I already mentioned that JP Morgan Chase lost $2B on derivative trades.  This article was interesting.  There may be shareholder lawsuits against JP Morgan Chase, regarding the $2B loss.

As I mentioned before, suing the government is pointless.  Government workers are protected by “sovereign immunity”, unless their crime is truly egregious.  When you sue the government, any victory is not paid by the government workers, but by the government’s general fund.  Everyone else pays higher taxes, to pay for the verdict.

For example, suppose that a policeman shoots and murders you, saying “I thought he had a gun!”  The district attorney says “It was a reasonable mistake!”, and refuses to pursue criminal charges.  Your relatives file a “wrongful death lawsuit”, and win $25M.  The $25M isn’t paid by the policeman who murdered you, or by the police department’s budget.  It’s paid from the government’s general fund.  In a city of 5M people, in effect, every person pays $5 more in taxes, to pay for your verdict.  Your relatives got $25M, but it’s functionally equivalent to stealing $5 from every other person living in the city.

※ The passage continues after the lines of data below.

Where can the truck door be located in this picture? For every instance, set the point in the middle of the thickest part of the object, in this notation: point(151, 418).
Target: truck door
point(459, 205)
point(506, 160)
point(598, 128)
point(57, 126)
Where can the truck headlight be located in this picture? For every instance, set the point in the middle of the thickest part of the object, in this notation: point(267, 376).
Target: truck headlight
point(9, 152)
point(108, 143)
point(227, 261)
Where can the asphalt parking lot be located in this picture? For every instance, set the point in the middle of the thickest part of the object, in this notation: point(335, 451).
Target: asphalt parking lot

The government workers don’t pay the damages themselves.  Therefore, suing the government provides zero incentive for government workers to behave.  Even if there is a lawsuit loss, they aren’t paying it themselves.

There shareholder lawsuits are similarly ridiculous.  Why?  The cost of the verdict is not paid by the CEO or Board of Directors or employees.  The cost is paid by the corporation!  In the fine print of a CEO or BoD contract, it says “The corporation will reimburse you, if you get sued based on your work for us.”

If JP Morgan Chase shareholders win $2B in a shareholder lawsuit, that money doesn’t come from the CEO or Board of Directors.  That money comes from JP Morgan Chase’s shareholders!  The shareholders are suing themselves!

It does make a slight difference, if you already sold your shares.  In that case, a former shareholder is suing the current shareholders.  However, the damages in these lawsuits tend to be pennies per share.  The only people who profit are the lawyers.

For another example, there’s a Bank of America class action lawsuit, regarding the buyout of Merrill Lynch and improper disclosure.  I own the same number of shares of Bank of America now as I did a few years ago during the merger.  In effect, I’m suing myself (with the lawyers getting a cut).  If I “win” $0.05 per share in that class action lawsuit, I’m losing $0.05 per share from the shares I already own. plus an additional loss of $0.05+ per share for legal expenses.

This story was interesting.  Executives at MF Global took out a $170M “insurance policy”, to cover their legal expenses if MF Global failed and they were sued.  The bankruptcy trustee claims that the $170M belongs to the customers.  That seems obvious to me, but a Statist judge might rule otherwise.

Before MF Global went bankrupt, the executives spent the shareholder’s money to buy insurance to cover themselves if MF Global went bankrupt and they were sued.  That’s crazy!  Due to the way insurance and bankruptcy law work, that enables the executives to set aside pre-bankruptcy money to pay themselves after the bankruptcy.  If the premium on the insurance policy were $200M, the executives would buy it anyway, because it provides money if the corporation goes bankrupt.

MF Global no longer exists, so MF Global can’t reimburse the executives for their loss.  Via that “insurance” loophole, the executives managed to save some money.  You shouldn’t be able to buy insurance that covers criminal negligence.

It is pointless to sue the government.  The money is not paid by the State employees who misbehave, but rather by all the other taxpayers.  Similarly, it’s pointless for shareholders to sue executives.  The money is not paid by the executives, but rather by the other shareholders.  In this manner, State insiders have nearly zero accountability when they do bad things.  This is true for people who work directly for the State, and for State insiders who control large corporations.